There’s also a student component: “Safe to Speak,” to report bullying or “anything that happens within the school, so they can report if someone has a gun, if someone is stealing drugs, if someone else is being bullied,” Kavlick said, “they can report all that anonymously, but there’s also a panic button on that app for that student, so if they’re feeling danger, they can hit that panic alert, it goes to the administration or the school resource officer, they respond back and the GPS kicks off on their phone so you can track that specific student.”
That component is not part of Flagler’s pilot program. School Board member Colleen Conklin said it should be: she found it to be a notable part of the system. It sounds like our reporting system on steroids,” Conklin said. “I’m just afraid if we don’t pilot something now we’re going to be a year behind.”
But that’s also where some of the redundancy issues with CrisisGo emerge: the Flagler school district already has in place its computer-based See Something, Say Something campaign. The state has the nearly identical Fortify Florida system. CrisisGo amplifies some of the same goals, and then some, though it’s “much more sophisticated than those two things,” Superintendent Jim Tager said.

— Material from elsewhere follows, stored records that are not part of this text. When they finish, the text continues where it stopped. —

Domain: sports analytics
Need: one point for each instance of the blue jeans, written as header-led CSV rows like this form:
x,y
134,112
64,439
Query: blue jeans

“That would be my worry that we’re pushing people in too many different [directions] and we’re not going to capture everything,” Conklin said.
Diesing said all three have been discussed, as has the possibility that one would preclude the other. Those discussions are still ongoing, and there’s at least some lack of clarity on the district’s part about how the three systems will work together, or even beyond their intended uses. “We’ve had conversations about what happens when students are using computer devices inappropriately–how do those get managed, how do students report those as well,” Diesing said, “so not just from a safety standpoint, but also kind of overall, just here’s something that’s concerning.” All that, Diesing said, is a “larger conversation” that’s only begun.

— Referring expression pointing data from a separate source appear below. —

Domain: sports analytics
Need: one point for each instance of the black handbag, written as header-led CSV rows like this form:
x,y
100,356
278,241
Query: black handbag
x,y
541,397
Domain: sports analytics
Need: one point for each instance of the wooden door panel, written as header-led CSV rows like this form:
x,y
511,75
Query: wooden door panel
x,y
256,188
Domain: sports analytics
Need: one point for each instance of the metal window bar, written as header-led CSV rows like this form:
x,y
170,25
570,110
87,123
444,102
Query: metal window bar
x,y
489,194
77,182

In an interview, Diesing said the data that would be whirling between devices during emergencies, such as classroom rosters and students’ identities, would be exchanged in the district-controlled system, and would not be visible to outsiders, or by the company.
The board wants an update on the pilot program in nine weeks. Diesing suggested that some of that conversation should take place behind closed doors, which raised a concern for Conklin–and would likely raise concerns among students and in the community as well, since the system itself has no reason to be discussed secretly. Diesing said that the only things that would be discussed behind closed doors would be the system’s integration with the district’s security platforms.
“This is the first the public is going to be hearing about this, right now at this meeting,” Conklin said, perhaps remembering the sharp criticism the board heard during the Social Sentinel debate. “I do think it’s going to be important as we go through the process that we update the public on where we are, how it’s being utilized, how it’s working. We don’t have to get into the details for sure, what modules we have gone through.” She also asked for the CrisisGo powerpoint presentation to be added to the school board’s website. As of Thursday, it had not been.